The available normalization techniques are:
- Zero-centering (
TNNetChannelZeroCenter). - Standard deviation normalization (
TNNetMovingStdNormalization,TNNetChannelStdNormalization). - Per-sample layer normalization (
TNNetLayerNorm,TNNetRMSNorm,TNNetGroupNorm).
See the Normalization cheat sheet for a side-by-side comparison of every normalization layer (axes reduced over, learnable parameters, formula, and when to use each).
| Layer Name | Input/Output Dimensions | Description |
|---|---|---|
TNNetChannelZeroCenter |
1D, 2D, or 3D | Trainable zero-centering normalization. |
TNNetMovingStdNormalization |
1D, 2D, or 3D | Trainable standard deviation normalization. |
TNNetChannelStdNormalization |
1D, 2D, or 3D | Trainable per-channel standard deviation normalization. |
TNNetLayerNorm |
1D, 2D, or 3D | Per-sample layer normalization (zero mean, unit variance) with learnable per-element scale and bias. |
TNNetRMSNorm |
1D, 2D, or 3D | Per-sample root-mean-square normalization (no mean subtraction) with learnable per-element scale. |
TNNetRMSNormGated |
1D, 2D, or 3D | Per-sample root-mean-square normalization (no mean subtraction) followed by a learnable per-channel sigmoid gate: y[x,y,d] = (x / sqrt(mean(x^2) + eps)) * sigmoid(g[d]).

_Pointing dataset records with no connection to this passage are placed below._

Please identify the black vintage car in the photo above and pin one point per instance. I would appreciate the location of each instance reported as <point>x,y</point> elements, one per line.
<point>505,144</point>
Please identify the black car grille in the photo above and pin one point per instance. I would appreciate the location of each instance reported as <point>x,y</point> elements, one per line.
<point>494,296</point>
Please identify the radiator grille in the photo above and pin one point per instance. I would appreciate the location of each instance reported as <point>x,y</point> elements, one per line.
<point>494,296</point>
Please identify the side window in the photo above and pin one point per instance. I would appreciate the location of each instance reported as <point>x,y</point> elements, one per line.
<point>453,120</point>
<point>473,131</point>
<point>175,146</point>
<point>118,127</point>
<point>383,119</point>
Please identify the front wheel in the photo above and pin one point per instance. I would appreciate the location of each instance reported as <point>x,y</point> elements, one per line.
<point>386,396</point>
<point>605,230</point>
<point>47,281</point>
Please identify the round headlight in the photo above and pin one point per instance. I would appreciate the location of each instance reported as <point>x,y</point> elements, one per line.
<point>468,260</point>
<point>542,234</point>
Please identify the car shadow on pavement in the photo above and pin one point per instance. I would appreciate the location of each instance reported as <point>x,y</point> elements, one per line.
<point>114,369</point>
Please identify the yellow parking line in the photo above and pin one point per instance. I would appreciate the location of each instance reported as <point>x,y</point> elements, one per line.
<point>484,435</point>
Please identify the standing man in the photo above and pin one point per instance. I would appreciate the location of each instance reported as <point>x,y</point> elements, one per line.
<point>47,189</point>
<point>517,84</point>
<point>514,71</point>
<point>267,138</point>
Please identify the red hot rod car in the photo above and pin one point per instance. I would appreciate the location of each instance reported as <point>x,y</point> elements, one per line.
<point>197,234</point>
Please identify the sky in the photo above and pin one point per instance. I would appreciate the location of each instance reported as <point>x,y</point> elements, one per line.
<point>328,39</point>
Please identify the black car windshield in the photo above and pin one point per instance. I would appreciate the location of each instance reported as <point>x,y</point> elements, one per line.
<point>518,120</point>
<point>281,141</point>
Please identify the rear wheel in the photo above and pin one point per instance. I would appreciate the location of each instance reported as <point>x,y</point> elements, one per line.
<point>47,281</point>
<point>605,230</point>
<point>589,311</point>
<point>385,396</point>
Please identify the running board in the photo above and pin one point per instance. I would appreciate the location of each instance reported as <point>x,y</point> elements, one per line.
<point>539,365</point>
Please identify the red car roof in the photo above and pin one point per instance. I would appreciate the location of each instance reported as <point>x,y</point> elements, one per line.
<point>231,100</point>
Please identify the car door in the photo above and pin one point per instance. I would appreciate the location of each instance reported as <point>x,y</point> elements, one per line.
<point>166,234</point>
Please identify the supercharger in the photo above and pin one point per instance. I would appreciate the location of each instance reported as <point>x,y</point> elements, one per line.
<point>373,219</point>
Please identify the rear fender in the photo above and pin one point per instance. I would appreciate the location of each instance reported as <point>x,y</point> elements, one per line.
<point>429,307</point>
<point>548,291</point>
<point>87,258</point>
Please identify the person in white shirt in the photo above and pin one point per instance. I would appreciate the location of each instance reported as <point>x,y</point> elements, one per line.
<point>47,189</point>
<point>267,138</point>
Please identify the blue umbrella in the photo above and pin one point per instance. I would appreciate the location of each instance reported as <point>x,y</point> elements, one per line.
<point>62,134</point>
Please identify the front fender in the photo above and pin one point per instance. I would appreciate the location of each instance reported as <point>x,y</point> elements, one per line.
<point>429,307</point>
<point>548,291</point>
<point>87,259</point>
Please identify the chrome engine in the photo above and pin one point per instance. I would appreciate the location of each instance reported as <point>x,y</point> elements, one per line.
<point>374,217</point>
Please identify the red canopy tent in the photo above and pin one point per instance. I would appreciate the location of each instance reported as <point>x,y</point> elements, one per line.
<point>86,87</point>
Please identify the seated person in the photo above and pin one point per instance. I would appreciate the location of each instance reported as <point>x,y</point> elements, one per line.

The only learnable params are the Depth gate logits g[d] (init 0, so the gate is 0.5 at start; no per-element gamma). |
TNNetSwitchableNorm |
1D, 2D, or 3D | Learnable softmax-weighted convex combination of a LayerNorm-style and an RMSNorm-style per-sample normalization of the same input: y = a_ln * L + a_rms * R, where (a_ln, a_rms) = softmax(w_ln, w_rms), L = (x - mean)/sqrt(var + eps) and R = x / sqrt(mean(x^2) + eps). The only learnable params are the two scalar mixing logits (init 0, so a 50/50 blend at start; no per-element gamma/beta). |
TNNetGroupNorm |
1D, 2D, or 3D | Normalizes within Groups contiguous channel groups, with learnable per-element scale and bias. |
TNNetGRN |
2D or 3D | Global Response Normalization (ConvNeXt-V2, Woo et al. 2023). Channel-wise contrast normalization with learnable per-channel gamma and beta (both init 0, so identity at start): Y = gamma * (X * Nx) + beta + X, where `Nx[c] = |
TNNetZScore |
1D, 2D, or 3D | Per-sample z-score normalization: y = (x - mean) / sqrt(var + eps). No learnable parameters; the unparameterised core of TNNetLayerNorm. |
TNNetDyT |
1D, 2D, or 3D | Dynamic Tanh (Liu et al. 2025): a normalization-free LayerNorm alternative y[c] = gamma[c]·tanh(alpha·x) + beta[c], with a single layer-wide learnable alpha plus per-channel learnable gamma (init 1) and beta (init 0). No batch or per-sample statistics. Created with TNNetDyT.Create(). |
TNNetWeightStandardization |
1D | Weight-standardized dense layer (Qiao et al. 2019). A TNNetFullConnectLinear that standardizes each output neuron's weight vector to zero-mean, unit-variance (ŵ = (w − μ)/sqrt(var + eps), biased variance) before the forward dot product. Smooths the loss landscape; pairs well with GroupNorm. The exact standardization Jacobian is propagated to the raw weights and is numerically gradient-checked. Created with TNNetWeightStandardization.Create(Neurons[, eps]). |
TNNetWeightNormLinear |
1D | Weight-normalized dense layer (the simple g=1 form of Weight Normalization, Salimans & Kingma 2016 / a differentiable unit-L2 weight constraint). A TNNetFullConnectLinear that L2-normalizes each output neuron's weight vector to unit norm (ŵ = w/sqrt(Σwᵢ² + eps)) before the forward dot product — a differentiable reparametrization, not a post-step hard projection. The exact unit-norm Jacobian is propagated to the raw weights and is numerically gradient-checked. Created with TNNetWeightNormLinear.Create(Neurons[, eps]). |
TNNet.AddMovingNorm |
1D, 2D, or 3D | Possible replacement for batch normalization. |
TNNet.AddChannelMovingNorm |
1D, 2D, or 3D | Possible replacement for batch normalization, applied per channel. |
TNNetLayerNorm normalizes each input sample over all its elements (SizeX*SizeY*Depth) to zero mean and unit variance, then applies a learnable per-element scale (gamma) and bias (beta). Unlike batch normalization it does not depend on batch statistics, which makes it well suited to transformers and recurrent models. Add it with NN.AddLayer(TNNetLayerNorm.Create());.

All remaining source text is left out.